The food is another differentiator.  “We make a great steak,” acknowledged Sandler. “I’d also put our crab cakes against the best in Baltimore,” which is high praise from someone who spent his early childhood eating Chesapeake Bay seafood. But Sandler’s personal favorite goes back to the restaurant’s heritage. “Our chicken parmigiana is simply the best I’ve ever had,” he said. “Period.”

Sandler frequently samples the menu items as a quality check. “Just look at my waistline,” he joked. “I love steak and potatoes. But I try not to indulge too much.”

His wife, Patty, and daughters Alysa, age 14, and Samantha, age 11, are frequent visitors to the restaurant. The girls accompany Sandler often during their summer break. “They’re known as The Palm princesses,” he said, “and they have plans to work here when they’re older.”

Having his family around at work seems like a natural, because as Sandler notes, The Palm is all about family and community. “No matter what market The Palm goes into, even a large city like Los Angeles, we’re considered the local restaurant,” he explained. “It’s one of those places where you can get a great meal in a more relaxed atmosphere; no tie necessary. We also work to become part of the community.”

Toward that end, The Palm has been a staunch supporter of the Atlantic City Boys and Girls Club and of Gilda’s Club, a cancer support organization. The restaurant holds annual fundraisers, donating time, labor and food.

For his work, Sandler was honored in 2010 with the Humanitarian of the Year award from the Atlantic County chapter of the American Conference of Diversity.

“I was surprised and very moved to be recognized,” he remembered. “It’s not about marketing or getting the recognition for the company. Sometimes it’s just about digging deep, and doing something because you know it’s the right thing to do.”

You get the feeling that Sandler puts as much passion into his work.  His energy is palpable. “I really want to offer my customers something different, to raise the bar,” he said, as he described the various special events he has planned for 2012. “We’re going to host 11 or 12 theme dinners, a Scotch dinner in February, a craft beer dinner in April and maybe a wine dinner in June. We’ll set up a great Palm menu, one of our signature steaks and salads, raise it up a notch. We’ll have a guest speaker from the distillery or the winery come and speak. And guests can drink all night long.”

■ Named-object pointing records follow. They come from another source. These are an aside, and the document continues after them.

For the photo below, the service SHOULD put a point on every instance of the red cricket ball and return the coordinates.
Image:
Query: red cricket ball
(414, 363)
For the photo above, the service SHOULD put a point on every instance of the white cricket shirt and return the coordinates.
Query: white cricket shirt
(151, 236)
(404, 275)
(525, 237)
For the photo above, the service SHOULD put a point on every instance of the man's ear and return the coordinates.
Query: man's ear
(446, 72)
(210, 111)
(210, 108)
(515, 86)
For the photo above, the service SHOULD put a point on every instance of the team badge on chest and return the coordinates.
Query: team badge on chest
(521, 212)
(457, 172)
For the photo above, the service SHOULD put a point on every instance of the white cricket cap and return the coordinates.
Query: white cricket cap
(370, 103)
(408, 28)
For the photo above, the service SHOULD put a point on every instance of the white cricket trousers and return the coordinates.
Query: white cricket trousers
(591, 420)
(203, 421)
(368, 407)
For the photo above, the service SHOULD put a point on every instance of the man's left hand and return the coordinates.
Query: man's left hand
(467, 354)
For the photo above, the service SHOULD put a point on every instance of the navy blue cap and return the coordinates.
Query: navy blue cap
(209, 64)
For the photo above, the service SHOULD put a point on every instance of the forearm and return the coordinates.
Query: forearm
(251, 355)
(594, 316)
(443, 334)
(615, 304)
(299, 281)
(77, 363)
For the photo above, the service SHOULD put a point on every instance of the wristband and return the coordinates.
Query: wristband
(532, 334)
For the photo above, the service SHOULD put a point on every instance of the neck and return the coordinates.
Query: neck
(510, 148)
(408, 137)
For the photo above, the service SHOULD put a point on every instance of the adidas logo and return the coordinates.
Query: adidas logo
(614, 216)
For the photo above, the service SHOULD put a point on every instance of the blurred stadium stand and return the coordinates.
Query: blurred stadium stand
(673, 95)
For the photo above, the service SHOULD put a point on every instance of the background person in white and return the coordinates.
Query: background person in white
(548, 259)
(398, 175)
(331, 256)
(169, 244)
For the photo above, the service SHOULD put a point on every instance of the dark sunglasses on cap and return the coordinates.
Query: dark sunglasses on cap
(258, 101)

Also in the works is a Broadway style dinner theatre in the round for April. “We have actors coming down from New York to perform a nationally known Broadway show,” he said. “This is something different for Atlantic City, something I think people will really enjoy.”

The Palm also will take the restaurant experience out to you, via its catering department. Sandler explained that they bring everything—from the plates and linen tablecloths to the chef, wait staff and food—to your home or other location.

“We recreate The Palm for you,” he said, “and cook everything on site at your house. We do a tremendous amount of catering in the summer, including seasonal openings and closings in people’s homes.”

For those who want a private dining experience at the restaurant, there are three private dining rooms. And there’s no shortage of special events at The Palm.

“This is a celebratory restaurant,” Sandler said. “The table next to you might be closing a big deal. The couple at the other table might be getting engaged.” Toward that end, The Palm servers have hidden engagement rings inside cakes or tied them to bottles of champagne.

But you don’t need a special occasion to go to The Palm, according to Sandler. “It’s fine dining where you can also relax.”

So if you venture out to The Palm in Atlantic City, make sure to say hello to Sandler. If you do it often enough, you just might find yourself up on the wall.